Don't believe the KMT about the economy

The article says don’t believe the KMT about the economy , what’s the truth ?

The truth is: fear sells.

1 Like

The is obviously the issue. The article does a good job finishing with this point.

There is also the fact that while the macro-economic outlook is extremely positive, for the ordinary voter who works a regular job and takes home a regular salary, little has changed in the past few years. Cost of living is still an issue, buying a house is out of the question for many people, and wages have remained broadly stagnant.

The economic progress that Taiwan has made on paper has not yet filtered down to ordinary workers, and this is something that Tsai absolutely needs to prioritize should she win a second term in office.

8 Likes

Taiwan’s economy is doing well. But most people will never notice because their salary is not going up. Imagine France’s GDP growing 3% YoY. All the unions would make sure that salaries increase by around 3% as well. You don’t have that in Taiwan.

6 Likes

GDP also been growing fairly steadily for 20 Years except for the financial crisis . Failure of society here. The kmt looked after govt workers, dpp business…And Taiwanese society is very poor at organising beyond the blue/ green agenda.
This affected all of us who work here, mostly negatively I think. .

1 Like

When is the election and what do the polls currently say?

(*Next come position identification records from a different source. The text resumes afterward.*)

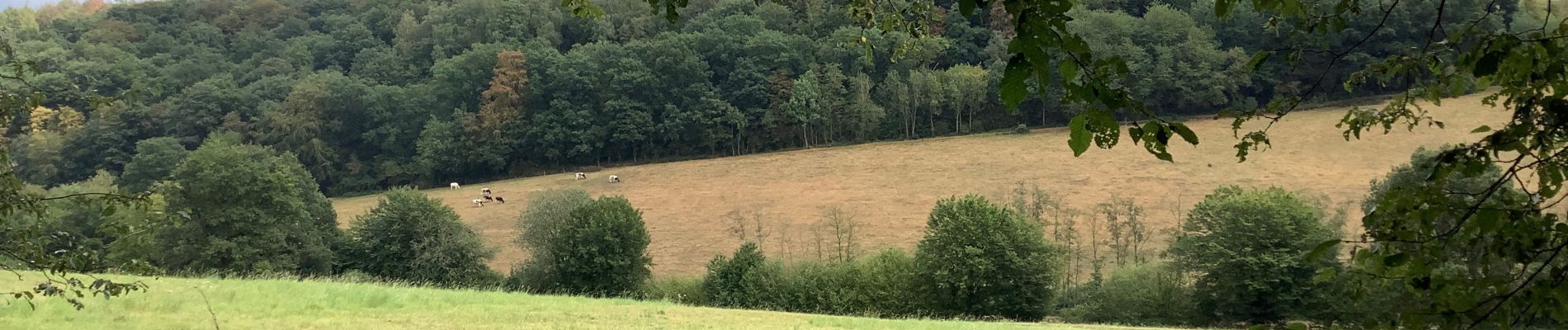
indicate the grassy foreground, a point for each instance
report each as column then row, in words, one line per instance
column 289, row 304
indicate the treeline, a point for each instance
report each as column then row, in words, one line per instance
column 1238, row 257
column 376, row 94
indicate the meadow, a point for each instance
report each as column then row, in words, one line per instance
column 331, row 304
column 891, row 186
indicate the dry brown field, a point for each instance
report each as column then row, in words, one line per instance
column 891, row 186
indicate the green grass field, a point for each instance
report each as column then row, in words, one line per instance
column 289, row 304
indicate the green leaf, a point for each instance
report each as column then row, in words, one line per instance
column 1186, row 134
column 1258, row 59
column 1322, row 249
column 1487, row 64
column 1396, row 260
column 1068, row 71
column 1079, row 138
column 1015, row 82
column 1222, row 8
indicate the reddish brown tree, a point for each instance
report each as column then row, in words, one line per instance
column 502, row 102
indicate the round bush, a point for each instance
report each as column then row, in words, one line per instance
column 411, row 237
column 604, row 251
column 982, row 260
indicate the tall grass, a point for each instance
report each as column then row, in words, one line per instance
column 348, row 304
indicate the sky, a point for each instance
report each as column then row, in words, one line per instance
column 10, row 3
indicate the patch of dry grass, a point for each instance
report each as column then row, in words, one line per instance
column 289, row 304
column 890, row 186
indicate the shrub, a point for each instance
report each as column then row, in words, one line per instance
column 154, row 160
column 731, row 282
column 1249, row 249
column 247, row 210
column 536, row 227
column 880, row 285
column 1141, row 295
column 984, row 260
column 602, row 252
column 686, row 291
column 409, row 237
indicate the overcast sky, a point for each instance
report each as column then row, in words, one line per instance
column 10, row 3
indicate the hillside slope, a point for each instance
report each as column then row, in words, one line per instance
column 891, row 186
column 289, row 304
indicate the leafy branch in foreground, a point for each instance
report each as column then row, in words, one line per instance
column 62, row 258
column 1468, row 45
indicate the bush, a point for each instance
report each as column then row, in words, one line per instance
column 686, row 291
column 984, row 260
column 1249, row 249
column 602, row 252
column 731, row 282
column 880, row 285
column 414, row 238
column 1142, row 295
column 247, row 210
column 536, row 227
column 154, row 160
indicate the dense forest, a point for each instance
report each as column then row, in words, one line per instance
column 374, row 94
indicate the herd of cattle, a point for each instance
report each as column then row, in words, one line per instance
column 486, row 196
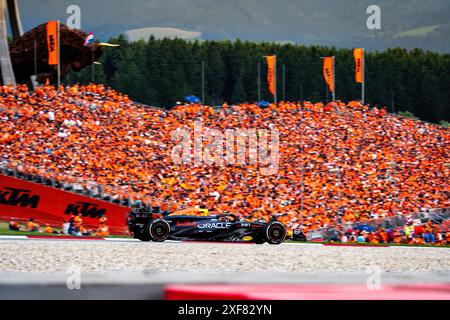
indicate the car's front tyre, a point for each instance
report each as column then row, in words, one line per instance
column 275, row 232
column 159, row 230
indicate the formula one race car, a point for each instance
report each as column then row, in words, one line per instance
column 151, row 225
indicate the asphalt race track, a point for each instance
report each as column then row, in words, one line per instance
column 49, row 256
column 124, row 269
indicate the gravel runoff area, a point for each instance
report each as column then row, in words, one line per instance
column 37, row 256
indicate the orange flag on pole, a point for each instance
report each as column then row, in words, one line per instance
column 271, row 60
column 359, row 64
column 52, row 42
column 328, row 72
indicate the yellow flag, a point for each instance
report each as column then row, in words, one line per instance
column 328, row 72
column 359, row 64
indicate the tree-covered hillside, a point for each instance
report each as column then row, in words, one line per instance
column 162, row 72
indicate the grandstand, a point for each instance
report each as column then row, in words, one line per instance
column 339, row 163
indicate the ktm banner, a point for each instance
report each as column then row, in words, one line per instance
column 271, row 60
column 52, row 42
column 328, row 72
column 22, row 199
column 359, row 64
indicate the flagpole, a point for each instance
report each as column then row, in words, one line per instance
column 259, row 81
column 275, row 80
column 59, row 56
column 334, row 80
column 284, row 82
column 363, row 85
column 203, row 82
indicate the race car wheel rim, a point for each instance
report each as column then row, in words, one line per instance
column 276, row 232
column 159, row 230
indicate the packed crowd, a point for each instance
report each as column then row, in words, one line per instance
column 339, row 163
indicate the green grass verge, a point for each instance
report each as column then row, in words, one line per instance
column 4, row 231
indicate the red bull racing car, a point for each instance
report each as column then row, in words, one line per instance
column 152, row 225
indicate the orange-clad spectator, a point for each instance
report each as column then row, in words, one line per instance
column 351, row 160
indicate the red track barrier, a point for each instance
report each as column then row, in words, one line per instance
column 22, row 200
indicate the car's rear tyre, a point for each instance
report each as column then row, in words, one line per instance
column 159, row 230
column 275, row 232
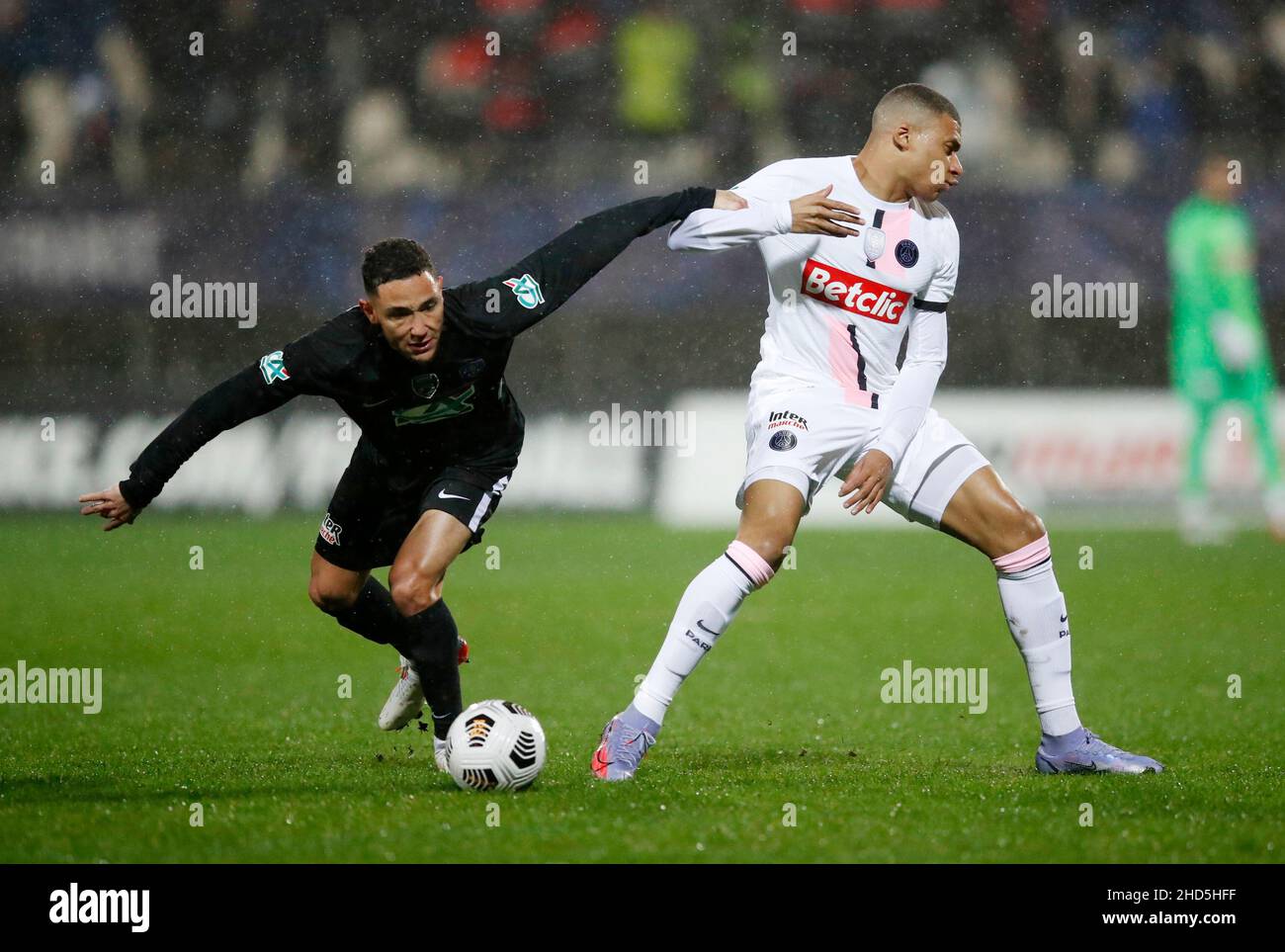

No new polling allowed since last week.

So, what did they say last week?

The lastest polls show Tsai leading by 16% to 33%. If it’s closer to 16% and voting turnout is low, then Tsai may be in trouble.

However, the real determining factor of Taiwan’s future is the legislative seats. Assuming the TPP is blue and NPP is green, the pro-China camp would still be up by 2 to 3 seats.

1 Like

This applies to pretty much every developed economy. We were successfully hoodwinked by the trickle down theory.

3 Likes

I think a lot of that was fighting China on price rather than quality/added value.

I’m trying not to be argumentative (and correct as usual :grin:) but Taiwan had a very unusual slowdown in wages growth vs GDP growth in the 2000s and continuining up to mid 2010s.

I’ll try and dig up the relevant stats to demonstrate this. Taiwan did not follow the worldwide trend and especially Asian trends.

4 Likes

Here’s one article, I’m trying to find the charts.

Personally I believe it was mainly the almost complete lack of real foreign investment into Taiwan after the year 2000, along with a massive migration of electronics manufacturers and others around the year 2000. Anybody here at the time and active in business would be aware how many foreign businessmen started doing their business directly with China at that time and not bothering about Taiwan.

This was compounded by lack of very successful large high valued added local corporations in Taiwan since the 2000s, recently at least TSMC has been making a big impact.

1 Like

One big problem is the low minimum wage which did not increase at all for 10 years between 1996 and 2006. Taiwan went from relatively high min wage to very low min wage. Tsai is trying to fix that problem, slowly.

Of course the low min wage means lots of staff in cheap restaurants, gas station attendants making sure you don’t have to gas up yourself, etc. If Taiwan were to have the South Korean min wage (i.e. double the current one), that stuff would change for sure.

1 Like

Taiwan’s definitely an odd case. In the UK real wages are lower now than in 2008, but wage growth is starting to pick up. That growth may stall again with continued Brexit uncertainty.

Generally, millennials are the first generation to be considerably worse off than their parents were in every developed country, I believe, so this phenomenon of workers not benefiting from macro-economic growth seems to be universal. I agree that this is particularly pronounced in Taiwan. The starting salaries my students expect when they graduate are unlivable IMO.

We also have to understand GBP devalued substantially but TWD never devalued . Just something to consider.

2 Likes

That minimum wage graph is incorrect. Korea’s minimum wage is only 50% more than Taiwan’s.

The economy is better. But it’s not booming, this hyperbole is making me sick. Taishang have come back and Taiwan is doing well because of trade war. The same structural problems are still here.

This is a golden opportunity for Taiwan and will be wasted of goes back to business as normal.

Also tourism isn’t doing well. Most of the tourists came from China in 2019. Wish people would stop spouting bullshit

1 Like

It seems to be doing pretty well all around Taipei at least. Other areas maybe the gross numbers are down a bit at the night markets and tourist traps but …how many night markets can we have and need anyway .
How many buses do we want jamming Alishan or Taroko. Also tonnes of domestic tourists as per usual.

Sure, it’s doing OK. But it’s not getting better. Tourist spends are going down and the number of international tourists will be lower in 2020. The first half of 2019 was good when then China 自由行 was still in operation.